Arthritis is a common inflammatory disease of human joints and the surrounding soft tissues, and its incidence is mainly in middle-aged and older adults. The main clinical manifestations of arthritis are pain, deformity, and joint dysfunction, which seriously reduce the life quality of patients and bring a heavy psychological burden [1,2]. The researchers investigated that hydrogen sulfide (H₂S) acts as an endogenous mediator of inflammation in the joint fluid, protecting chondrocytes from oxidative stress [3]. In chondrocytes, H₂S was induced by regulating cysteine-β-synthase and cysteine-γ-lyase, which significantly inhibited chondrocyte oxidative stress-induced cell death [4,5]. Many instrumental methods, such as the electrochemical method [6,7], colorimetric method [8,9], fluorescence spectroscopy [10,11], electrochemiluminescence (ECL) method [12], and surface-enhanced Raman scattering [13], were applied for H₂S determination in different samples. Among these methods, most of them were aimed at the detection of total sulfur ion in biological samples, and the limit of detection of H₂S was generally at the micromolar level. However, H₂S is a gaseous signal molecule that can freely shuttle between cell and joint tissue fluid, requiring higher sensitivity detection technology to capture and detect it [4,5,14]. Therefore, developing a highly sensitive and rapid H₂S detection method is of great significance for understanding the pathogenesis of arthritis.

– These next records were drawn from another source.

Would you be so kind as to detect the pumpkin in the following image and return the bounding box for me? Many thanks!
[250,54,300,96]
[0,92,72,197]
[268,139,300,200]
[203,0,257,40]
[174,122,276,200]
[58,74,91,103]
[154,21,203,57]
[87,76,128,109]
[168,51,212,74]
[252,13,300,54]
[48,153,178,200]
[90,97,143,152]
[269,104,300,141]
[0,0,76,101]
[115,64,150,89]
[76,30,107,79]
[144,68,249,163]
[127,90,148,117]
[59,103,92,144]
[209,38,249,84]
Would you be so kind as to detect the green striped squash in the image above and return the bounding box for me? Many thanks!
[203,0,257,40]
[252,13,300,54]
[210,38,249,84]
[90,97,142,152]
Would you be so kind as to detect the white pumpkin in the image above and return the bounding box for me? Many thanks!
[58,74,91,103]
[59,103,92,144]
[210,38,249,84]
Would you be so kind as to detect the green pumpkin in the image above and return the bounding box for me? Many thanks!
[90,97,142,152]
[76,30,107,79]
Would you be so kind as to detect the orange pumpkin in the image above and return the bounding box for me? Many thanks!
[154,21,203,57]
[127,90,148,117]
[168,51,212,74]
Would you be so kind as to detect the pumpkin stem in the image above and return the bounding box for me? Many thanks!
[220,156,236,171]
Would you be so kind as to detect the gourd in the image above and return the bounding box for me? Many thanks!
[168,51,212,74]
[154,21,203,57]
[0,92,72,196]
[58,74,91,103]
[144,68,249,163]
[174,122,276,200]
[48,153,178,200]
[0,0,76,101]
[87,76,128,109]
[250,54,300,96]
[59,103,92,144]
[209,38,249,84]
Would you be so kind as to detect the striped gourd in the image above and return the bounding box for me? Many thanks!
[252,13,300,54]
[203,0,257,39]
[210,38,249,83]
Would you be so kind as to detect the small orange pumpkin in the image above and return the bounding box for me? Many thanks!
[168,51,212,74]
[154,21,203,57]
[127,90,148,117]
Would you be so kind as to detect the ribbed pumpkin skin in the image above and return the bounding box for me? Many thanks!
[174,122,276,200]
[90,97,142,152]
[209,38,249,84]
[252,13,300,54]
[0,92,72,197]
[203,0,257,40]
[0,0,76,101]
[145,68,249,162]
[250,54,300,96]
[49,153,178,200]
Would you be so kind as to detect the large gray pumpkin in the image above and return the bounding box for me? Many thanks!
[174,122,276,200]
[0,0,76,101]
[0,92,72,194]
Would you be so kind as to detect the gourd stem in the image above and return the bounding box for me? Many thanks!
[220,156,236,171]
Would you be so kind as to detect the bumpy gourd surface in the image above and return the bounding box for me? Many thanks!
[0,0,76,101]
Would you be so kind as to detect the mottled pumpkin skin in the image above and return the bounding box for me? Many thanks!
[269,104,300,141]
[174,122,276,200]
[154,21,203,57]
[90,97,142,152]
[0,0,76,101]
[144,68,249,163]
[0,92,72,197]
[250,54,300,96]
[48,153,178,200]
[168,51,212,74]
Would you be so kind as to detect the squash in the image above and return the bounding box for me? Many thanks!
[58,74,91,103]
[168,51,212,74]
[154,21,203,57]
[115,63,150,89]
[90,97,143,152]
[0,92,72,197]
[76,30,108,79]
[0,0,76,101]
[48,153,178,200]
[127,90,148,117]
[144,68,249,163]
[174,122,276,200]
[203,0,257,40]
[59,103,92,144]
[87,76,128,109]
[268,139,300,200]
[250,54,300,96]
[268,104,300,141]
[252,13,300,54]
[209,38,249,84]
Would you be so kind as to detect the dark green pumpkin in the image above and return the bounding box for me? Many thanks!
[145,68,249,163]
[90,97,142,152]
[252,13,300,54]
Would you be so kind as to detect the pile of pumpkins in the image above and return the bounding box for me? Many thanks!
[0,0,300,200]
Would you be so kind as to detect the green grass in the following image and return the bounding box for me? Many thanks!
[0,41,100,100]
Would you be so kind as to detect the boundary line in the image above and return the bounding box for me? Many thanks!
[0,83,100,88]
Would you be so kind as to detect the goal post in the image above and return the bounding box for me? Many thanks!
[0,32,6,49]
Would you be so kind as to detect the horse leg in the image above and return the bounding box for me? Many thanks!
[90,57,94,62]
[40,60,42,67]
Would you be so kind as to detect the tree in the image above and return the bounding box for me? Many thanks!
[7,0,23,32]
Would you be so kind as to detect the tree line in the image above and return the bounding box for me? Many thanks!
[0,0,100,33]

ECL is a kind of electrochemical conjunction with chemiluminescence detection technology, which has the advantages of high sensitivity and simple instrument. Therefore, ECL has become a commercially successful analytical technique and a versatile tool for H₂S detection in many scenes. Zhu et al. [15] developed a spectral shift-based ECL chemosensor for H₂S detection. This shift-based chemosensor can effectively avoid the interference of the ECL signal intensity fluctuations, enabling a highly reliable quantitative analysis in serum samples. Yu et al. [16] designed a 3D microfluidic paper-based ECL origami cytodevice with a hollow-channel sensing platform for H₂S detection based on metal ion introducing graphene quantum dots. This sensing platform was successfully applied in real time to monitor H₂S released from cancer cells. Hong et al. introduced an ECL probe to detect H₂S based on a cyclometalated iridium(III) complex. In the presence of H₂S, the probe structure can be changed and triggered, and the intrinsic ECL signal decreases significantly. However, due to lack of an ECL signal amplification strategy, the detection limit of the above detection methods was too high, which cannot meet the detection of H₂S in joint fluid.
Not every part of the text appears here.